El Mercurio, 20 de enero de 2017
Opinión

El otro lado

David Gallagher.

Hace bien exponerse a miradas distintas. Lo pensaba el fin de semana pasado, mientras contemplaba las cumbres nevadas del Tronador desde las orillas del lago Moreno, cerca de Bariloche.

Nos habían invitado a pasar el fin de semana allí, y estábamos en ese estado de alegre animación que se da cuando uno hace una breve visita a algún lugar especial del extranjero y la comparte con amigos entrañables. Qué bueno ver con otra mirada, desde el otro lado, para remecer los prejuicios, pensaba, mientras admiraba un paisaje que nos es vecino pero que no vemos nunca porque la cordillera lo esconde. Qué otras cosas habrá que tenemos cerca y no vemos, pensé.

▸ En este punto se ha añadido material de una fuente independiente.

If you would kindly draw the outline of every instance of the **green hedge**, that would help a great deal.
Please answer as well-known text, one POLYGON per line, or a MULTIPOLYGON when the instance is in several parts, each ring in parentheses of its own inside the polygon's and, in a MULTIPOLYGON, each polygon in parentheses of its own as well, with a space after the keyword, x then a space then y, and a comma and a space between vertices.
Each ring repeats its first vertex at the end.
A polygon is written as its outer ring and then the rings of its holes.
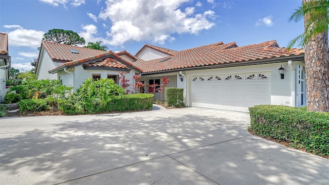
POLYGON ((257 105, 249 110, 249 128, 255 134, 286 141, 315 154, 329 155, 329 113, 282 105, 257 105))
POLYGON ((62 100, 58 102, 58 108, 67 115, 151 110, 154 97, 154 95, 146 94, 126 95, 123 95, 122 98, 115 96, 109 98, 108 102, 102 106, 97 102, 94 102, 95 108, 93 109, 87 109, 82 104, 79 104, 79 102, 74 102, 71 100, 62 100))
POLYGON ((45 99, 36 99, 21 100, 17 103, 20 106, 20 111, 22 113, 47 110, 47 104, 48 101, 45 99))
POLYGON ((164 90, 166 104, 168 106, 181 107, 184 106, 184 89, 167 87, 164 90))

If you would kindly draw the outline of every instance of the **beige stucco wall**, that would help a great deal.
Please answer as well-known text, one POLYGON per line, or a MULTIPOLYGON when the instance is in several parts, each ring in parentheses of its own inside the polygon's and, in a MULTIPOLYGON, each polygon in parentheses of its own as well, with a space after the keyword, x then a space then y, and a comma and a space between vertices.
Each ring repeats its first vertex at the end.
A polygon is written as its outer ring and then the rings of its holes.
POLYGON ((154 49, 147 47, 136 57, 143 59, 144 61, 148 61, 155 59, 160 59, 168 56, 170 55, 154 49))
POLYGON ((298 93, 298 82, 299 80, 298 68, 304 66, 304 61, 293 61, 291 67, 288 65, 288 62, 277 63, 259 64, 250 66, 230 67, 210 69, 199 69, 182 71, 186 76, 186 79, 183 78, 181 82, 178 78, 179 71, 166 74, 142 76, 141 79, 147 79, 151 77, 163 76, 166 75, 177 75, 177 86, 178 88, 185 88, 186 86, 187 103, 191 105, 189 94, 191 77, 195 76, 213 75, 217 74, 252 73, 257 72, 266 72, 270 75, 271 104, 284 105, 291 106, 297 106, 298 100, 297 95, 298 93), (284 79, 281 79, 278 69, 281 67, 285 69, 284 79), (300 66, 300 67, 299 67, 300 66), (290 67, 293 67, 292 70, 290 67), (186 81, 186 84, 185 84, 186 81))

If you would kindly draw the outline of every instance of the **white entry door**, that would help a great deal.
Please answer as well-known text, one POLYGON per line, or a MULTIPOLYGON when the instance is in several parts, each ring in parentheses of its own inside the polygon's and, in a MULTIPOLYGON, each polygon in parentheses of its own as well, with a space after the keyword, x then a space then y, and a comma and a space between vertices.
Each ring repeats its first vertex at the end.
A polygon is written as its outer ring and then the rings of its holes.
POLYGON ((191 105, 248 112, 249 107, 270 104, 269 78, 269 72, 191 77, 191 105))

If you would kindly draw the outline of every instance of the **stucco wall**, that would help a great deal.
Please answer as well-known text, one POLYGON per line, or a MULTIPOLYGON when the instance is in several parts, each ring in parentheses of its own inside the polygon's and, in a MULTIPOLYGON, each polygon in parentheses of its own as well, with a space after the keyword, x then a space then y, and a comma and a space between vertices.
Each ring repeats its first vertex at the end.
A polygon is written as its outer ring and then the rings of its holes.
MULTIPOLYGON (((107 75, 119 75, 117 71, 108 70, 84 70, 82 66, 75 67, 75 91, 79 88, 82 83, 86 79, 92 78, 93 74, 101 74, 101 78, 107 78, 107 75)), ((124 77, 127 79, 130 79, 130 83, 132 84, 132 90, 133 89, 133 77, 135 76, 135 71, 131 70, 130 72, 124 74, 124 77)))
POLYGON ((144 61, 160 59, 161 58, 170 56, 169 54, 164 53, 149 47, 146 48, 140 52, 138 56, 136 56, 144 61))
POLYGON ((57 67, 57 66, 56 63, 52 62, 50 56, 44 49, 41 61, 39 66, 39 73, 37 74, 38 79, 57 80, 57 74, 49 74, 48 72, 48 71, 57 67))
POLYGON ((292 66, 295 70, 291 70, 288 66, 288 61, 281 63, 259 64, 250 66, 231 67, 211 69, 200 69, 183 71, 184 75, 187 77, 183 77, 183 82, 179 80, 178 72, 175 73, 154 75, 152 76, 142 76, 143 79, 152 77, 162 76, 170 75, 177 75, 177 87, 184 88, 185 81, 187 81, 186 89, 187 104, 190 106, 189 92, 190 90, 191 77, 195 76, 212 75, 216 74, 226 74, 234 73, 249 73, 255 72, 267 72, 270 77, 271 104, 284 105, 291 106, 297 106, 296 95, 298 93, 298 67, 302 68, 304 65, 304 61, 294 61, 292 66), (281 79, 278 69, 281 67, 285 69, 284 79, 281 79))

La sensación de estar en otro mundo estando tan cerca de Chile no es causada solamente por la enormidad de las montañas. Hay formidables obstáculos logísticos que dividen nuestros dos países, y cuando nos invitaron nuestros amigos, descubrimos que no era tan fácil ir así no más a visitarlos por un tiempo breve. Pensamos en alternativas terrestres. Por ejemplo en arrendar un auto en Puerto Montt para de allí cruzar la frontera. Lo descartamos por las horas de cola que hay en la frontera, prohibitivas para quien quiere cruzarla por solo un fin de semana. Entre la PDI, el SAG y la Aduana (con o sin huelga), y sus contrapartes en Argentina, tienen a nuestros cruces de frontera terrestres convertidos en desafíos épicos. En cuanto a vías aéreas, al comienzo suponíamos que habría vuelos directos de Santiago a Bariloche, o en su defecto, uno de Puerto Montt. Nada que ver. Para volar a Bariloche, como para volar a Salta en el norte, hay que cambiar avión nada menos que en Buenos Aires. Es lo que hicimos, demorándonos seis horas de ida y ocho de vuelta.

Tal vez deberíamos agradecer estas dificultades, llegué a pensar, porque de otra forma, no tendríamos esa sensación tan estimulante y relajante de estar en el lado argentino como en otro planeta. Porque la complicación surrealista de los trámites fronterizos y de los vuelos hace que el acceso a ese otro lado adquiera una inspiradora dimensión metafísica. A las orillas del lago Moreno, me sentí por un rato como Octavio Paz cuando en su poesía accede una y otra vez a un «otro lado» de plenitud extática, un «otro lado» del tiempo y del espacio en que asoma un paraíso perdido, o la misma eternidad.

Fantasías aparte, uno sí se topa en el lado argentino con sutiles diferencias de percepción que lo dejan a uno pensativo. Por ejemplo la palabra «inmigración» tiene, en ese lado, una connotación levemente distinta a la que tiene en Chile: allá, sobre todo en el sur, piensan, entre otros, en los más de 200 mil chilenos que viven en Argentina. Hay otras importaciones nuestras que en el sur argentino toman con filosofía, pero sin resistir mencionárnoslas de vez en cuando. Como los enormes camiones chilenos que usan las rutas argentinas para llegar de un lado de Chile a otro, y que según nos dicen depredan los caminos con su peso desorbitado, además de crear infinitos tacos. O la ceniza que les llegó del Puyehue en 2011. Todavía hablan de los años que les demoró limpiarla. Hasta a los coliguachos les dicen «chilenas», porque creen se los mandamos de Chile, como la ceniza.

La sensación de haber viajado muy lejos, de estar en otro mundo, cuando uno está a solo unos pocos kilómetros de Chile, es grata. Emociona, abre la mente, estimula. Pero no significa que no corresponda luchar para que las barreras burocráticas caigan, y para que las físicas se alivianen. Felizmente hay buenos proyectos en vista: túneles, pasos mejorados, parques binacionales. Y tal vez algún día se abran nuevas rutas aéreas, y se simplifique la burocracia fronteriza.

Lo seguro es que los dos países son mucho más juntos que separados.